| HN Mirror

The dependency tracking and the graph/SQL thing are largely independent pieces.

The graph/SQL thing is used to query the memoization tables of the memoized functions by "joining them along a given computational graph". This roughly means that you can point to a computation, and ask: give me a table of the values of such-and-such variables in this computation across all analogous computations in the storage. Here, "analogous" could mean, for example, running the same composition of functions, but with different input parameters.
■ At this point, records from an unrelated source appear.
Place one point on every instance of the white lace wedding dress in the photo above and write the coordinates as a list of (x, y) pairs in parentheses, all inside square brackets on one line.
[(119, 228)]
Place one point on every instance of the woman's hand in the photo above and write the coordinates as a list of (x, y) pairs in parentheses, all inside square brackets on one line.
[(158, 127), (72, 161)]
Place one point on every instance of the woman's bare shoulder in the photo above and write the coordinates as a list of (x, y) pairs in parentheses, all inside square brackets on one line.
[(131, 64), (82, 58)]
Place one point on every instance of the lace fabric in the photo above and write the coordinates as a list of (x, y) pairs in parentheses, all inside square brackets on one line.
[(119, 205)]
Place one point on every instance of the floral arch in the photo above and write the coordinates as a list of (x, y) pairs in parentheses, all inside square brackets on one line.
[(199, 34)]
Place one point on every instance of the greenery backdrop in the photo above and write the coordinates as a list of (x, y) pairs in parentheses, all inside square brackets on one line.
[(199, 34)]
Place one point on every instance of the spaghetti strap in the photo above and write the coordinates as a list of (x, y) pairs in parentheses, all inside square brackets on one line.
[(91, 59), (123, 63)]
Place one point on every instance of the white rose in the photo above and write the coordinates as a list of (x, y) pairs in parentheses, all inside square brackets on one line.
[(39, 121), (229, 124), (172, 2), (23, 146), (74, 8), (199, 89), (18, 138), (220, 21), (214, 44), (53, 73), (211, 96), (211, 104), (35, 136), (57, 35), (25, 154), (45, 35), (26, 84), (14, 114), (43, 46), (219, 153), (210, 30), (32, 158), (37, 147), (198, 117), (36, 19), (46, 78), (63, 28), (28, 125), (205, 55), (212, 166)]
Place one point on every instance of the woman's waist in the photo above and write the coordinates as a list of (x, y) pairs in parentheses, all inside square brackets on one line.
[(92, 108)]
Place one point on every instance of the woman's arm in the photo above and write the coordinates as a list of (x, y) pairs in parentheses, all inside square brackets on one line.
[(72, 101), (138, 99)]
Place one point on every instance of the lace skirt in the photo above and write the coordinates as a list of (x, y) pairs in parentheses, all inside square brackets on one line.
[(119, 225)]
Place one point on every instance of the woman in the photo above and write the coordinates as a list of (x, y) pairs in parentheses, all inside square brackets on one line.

The motivation is to be able to easily ask a broad class of natural queries of your storage (e.g., how given outputs depend on given inputs across all experiments of a given kind).

For example, say you have two memoized functions, `increment` and `add`, and run this:

with storage.run():

    for i in [1, 2, 3]:

        x = increment(i)

        y = add(i, x)

Running this code will memoize a bunch of calls to `increment` and `add` in a way that recognizes that the output of the call to `increment` is the second input to the call to `add` (behind the scenes, they point to the same saved object). Then, if you call `storage.similar(x, y)`, you'll see a message like this:

Pattern-matching to the following computational graph (all constraints apply):

    a0 = Q() # input to computation; can match anything

    a1 = Q() # input to computation; can match anything

    x = increment(a=a0)

    y = add(a=a1, b=x)

    result = storage.df(x, y)

and a table like this:

x y

2 3

3 5

4 7

which tells you all the values `x, y` have taken in executions of this kind of program. Since you've only ran this with `i = 1, 2, 3`, you get back just the result from this computation - but if you've been running similar things for weeks, you may not remember all the settings you've ran this with so far - and this query will reveal them.

How this works is that you look for values `a0, a1, x, y` in the storage that satisfy both the constraints `x = increment(a=a0), y = add(a=a1, b=x)`. Finding such values amounts to joining the memoization tables of `increment` and `add` in a certain way. Since this way is implicit in the computation itself, you can just point to the variables and get the result.

Hope that helps! I realize that this is a fairly non-standard way to query, but I believe it's well worth the benefits in terms of reducing the boilerplate required to interact with computational data. Let me know if you think of ways to improve the presentation or have any other questions!